Lawmakers push for Whois privacy on .us domains
10 Democrats ask NTIA to add Whois privacy to .us domain names.
While Whois records in most top level domains are now private, .us remains an outlier: the U.S. government specifically forbids Whois privacy on .us domain registrations.
A group of Democrats in Washington D.C. wants to change that.
Yesterday, 10 members of Congress sent a letter (pdf) to the National Telecommunications and Information Administration (NTIA) asking it to implement privacy on all .us domains.
The group wrote:
…The automatic public disclosure of users’ personal information puts them at enhanced risk for becoming victims of identity theft, spamming, spoofing, doxxing, online harassment, and even physical harm. .US should be a model of the United States’ values with regard to online privacy and expression. In addition to putting users at risk of abuse of their information, the current lack of privacy protections chills vibrant expression and important speech online. Anonymity is a necessary component of the American right to free speech.
The letter requests that privacy be included automatically on domains and to protect the disclosure of the underlying registrant’s data.
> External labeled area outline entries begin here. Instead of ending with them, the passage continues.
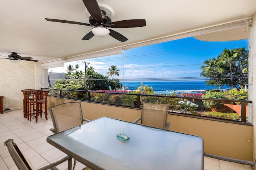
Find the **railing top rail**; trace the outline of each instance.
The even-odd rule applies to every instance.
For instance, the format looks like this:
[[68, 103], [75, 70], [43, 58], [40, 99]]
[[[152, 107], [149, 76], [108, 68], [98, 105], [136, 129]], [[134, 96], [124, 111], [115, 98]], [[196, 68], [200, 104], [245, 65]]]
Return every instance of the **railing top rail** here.
[[208, 98], [193, 98], [189, 97], [182, 97], [182, 96], [168, 96], [166, 95], [150, 95], [145, 94], [134, 94], [134, 93], [121, 93], [121, 92], [97, 92], [95, 91], [87, 91], [87, 90], [69, 90], [69, 89], [60, 89], [57, 88], [41, 88], [42, 89], [50, 89], [50, 90], [66, 90], [66, 91], [73, 91], [76, 92], [93, 92], [93, 93], [108, 93], [112, 94], [126, 94], [128, 95], [140, 95], [141, 96], [154, 96], [158, 97], [167, 97], [169, 98], [177, 98], [181, 99], [194, 99], [197, 100], [213, 100], [213, 101], [221, 101], [224, 102], [239, 102], [241, 103], [252, 103], [251, 100], [230, 100], [230, 99], [212, 99]]

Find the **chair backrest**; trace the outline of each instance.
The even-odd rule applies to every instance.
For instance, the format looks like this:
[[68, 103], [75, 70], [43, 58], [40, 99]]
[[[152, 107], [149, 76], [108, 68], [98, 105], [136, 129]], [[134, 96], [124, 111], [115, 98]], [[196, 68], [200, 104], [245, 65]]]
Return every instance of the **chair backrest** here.
[[169, 104], [157, 101], [142, 102], [141, 123], [164, 129], [166, 124]]
[[4, 142], [4, 145], [7, 147], [9, 152], [19, 170], [34, 169], [28, 160], [22, 154], [18, 146], [14, 142], [13, 139], [9, 139], [6, 141]]
[[80, 102], [67, 102], [49, 107], [54, 130], [60, 132], [83, 123]]
[[42, 90], [35, 92], [36, 101], [42, 100], [47, 101], [48, 92], [48, 91]]

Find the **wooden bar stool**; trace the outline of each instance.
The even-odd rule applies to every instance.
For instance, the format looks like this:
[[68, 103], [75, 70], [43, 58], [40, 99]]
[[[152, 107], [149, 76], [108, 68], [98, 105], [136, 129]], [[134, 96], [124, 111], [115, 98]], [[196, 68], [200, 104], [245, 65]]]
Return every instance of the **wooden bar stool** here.
[[[30, 120], [31, 121], [31, 117], [34, 116], [36, 118], [36, 123], [37, 122], [38, 117], [40, 114], [40, 117], [42, 117], [42, 113], [45, 114], [45, 118], [47, 118], [47, 96], [48, 96], [48, 91], [38, 91], [34, 92], [35, 97], [35, 100], [29, 101], [29, 117]], [[44, 111], [43, 111], [42, 104], [44, 104]], [[32, 109], [32, 106], [36, 106], [36, 108]]]
[[[29, 90], [33, 90], [33, 89], [24, 89], [21, 90], [21, 91], [23, 94], [23, 117], [27, 118], [28, 117], [28, 116], [29, 115], [29, 109], [28, 109], [27, 107], [28, 106], [28, 102], [27, 101], [28, 100], [29, 100], [29, 99], [28, 98], [28, 92]], [[32, 100], [33, 97], [32, 96], [28, 96], [28, 97], [31, 99], [31, 100]], [[34, 98], [34, 99], [35, 99], [35, 98]]]

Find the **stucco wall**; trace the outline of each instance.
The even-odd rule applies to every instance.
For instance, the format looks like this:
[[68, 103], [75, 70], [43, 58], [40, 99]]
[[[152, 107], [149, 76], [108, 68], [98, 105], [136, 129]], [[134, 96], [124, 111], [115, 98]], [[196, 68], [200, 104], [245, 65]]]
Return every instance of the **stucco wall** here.
[[253, 80], [256, 78], [256, 14], [254, 15], [252, 21], [249, 38], [249, 100], [252, 102], [251, 104], [249, 104], [249, 121], [254, 125], [253, 152], [255, 159], [256, 155], [256, 84], [254, 83]]
[[22, 61], [16, 63], [1, 59], [0, 68], [0, 96], [5, 97], [4, 109], [23, 108], [23, 95], [20, 90], [45, 87], [44, 71], [40, 63]]

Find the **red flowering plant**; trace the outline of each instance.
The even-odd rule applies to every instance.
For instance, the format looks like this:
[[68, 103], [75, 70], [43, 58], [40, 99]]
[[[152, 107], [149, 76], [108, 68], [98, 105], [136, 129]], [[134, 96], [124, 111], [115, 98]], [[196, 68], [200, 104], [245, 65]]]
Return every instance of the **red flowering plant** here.
[[205, 94], [203, 93], [183, 93], [180, 94], [181, 97], [187, 97], [189, 98], [201, 98], [202, 96]]

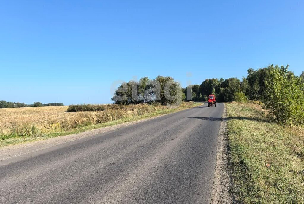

Appropriate measures to correct for NTIA’s decades of inaction to protect privacy in .US include offering privacy to users free of charge and automatically upon registration. In addition, any transfers to third parties, including public disclosure, should require a user’s affirmative, informed consent. Further, NTIA should require governments, including our own, to seek a warrant or other appropriate legal process when requesting access to .US user data. And users should receive notice whenever possible that governments–especially adversaries like Russia and China–have sought access to their information.
There won’t be any argument from domain name registrars or GoDaddy Registry Services, which currently maintains the .us namespace. I’ve heard grumblings from all parties that they wish Whois privacy was available on .us domains. In fact, the usTLD Stakeholder Council has recommended adding privacy (pdf).
Currently, the registry runs an algorithm to detect private registration data.
The argument against Whois privacy will come from intellectual property interests. Anticipating this argument, the letter states:
Further, there is little evidence that the continued public disclosure of this information makes the global internet any less safe or secure. In fact, despite the domain industry increasing privacy protections for users over the last several years, the Internet Corporation for Assigned Names and Numbers (ICANN) has recently observed that the number of domains responsible for phishing, malware, spam, and botnets has declined. What is more, some of the largest domain registrars—handling tens of millions of domain registrations—receive on average fewer than 200 requests annually for previously-public registrant data from global law enforcement each year. This figure implies that public safety would not be significantly impacted by protecting the privacy of .US users.
Signatories include three people who also wrote to oppose a private equity takeover of .org. Ron Wyden, Elizabeth Warren, Anna Eshoo, Brian Schatz, Ted Lieu, Sara Jacobs, Zoe Lofgren, Ro Khanna, Tom Malinowski, and Stephen Lynch signed the letter.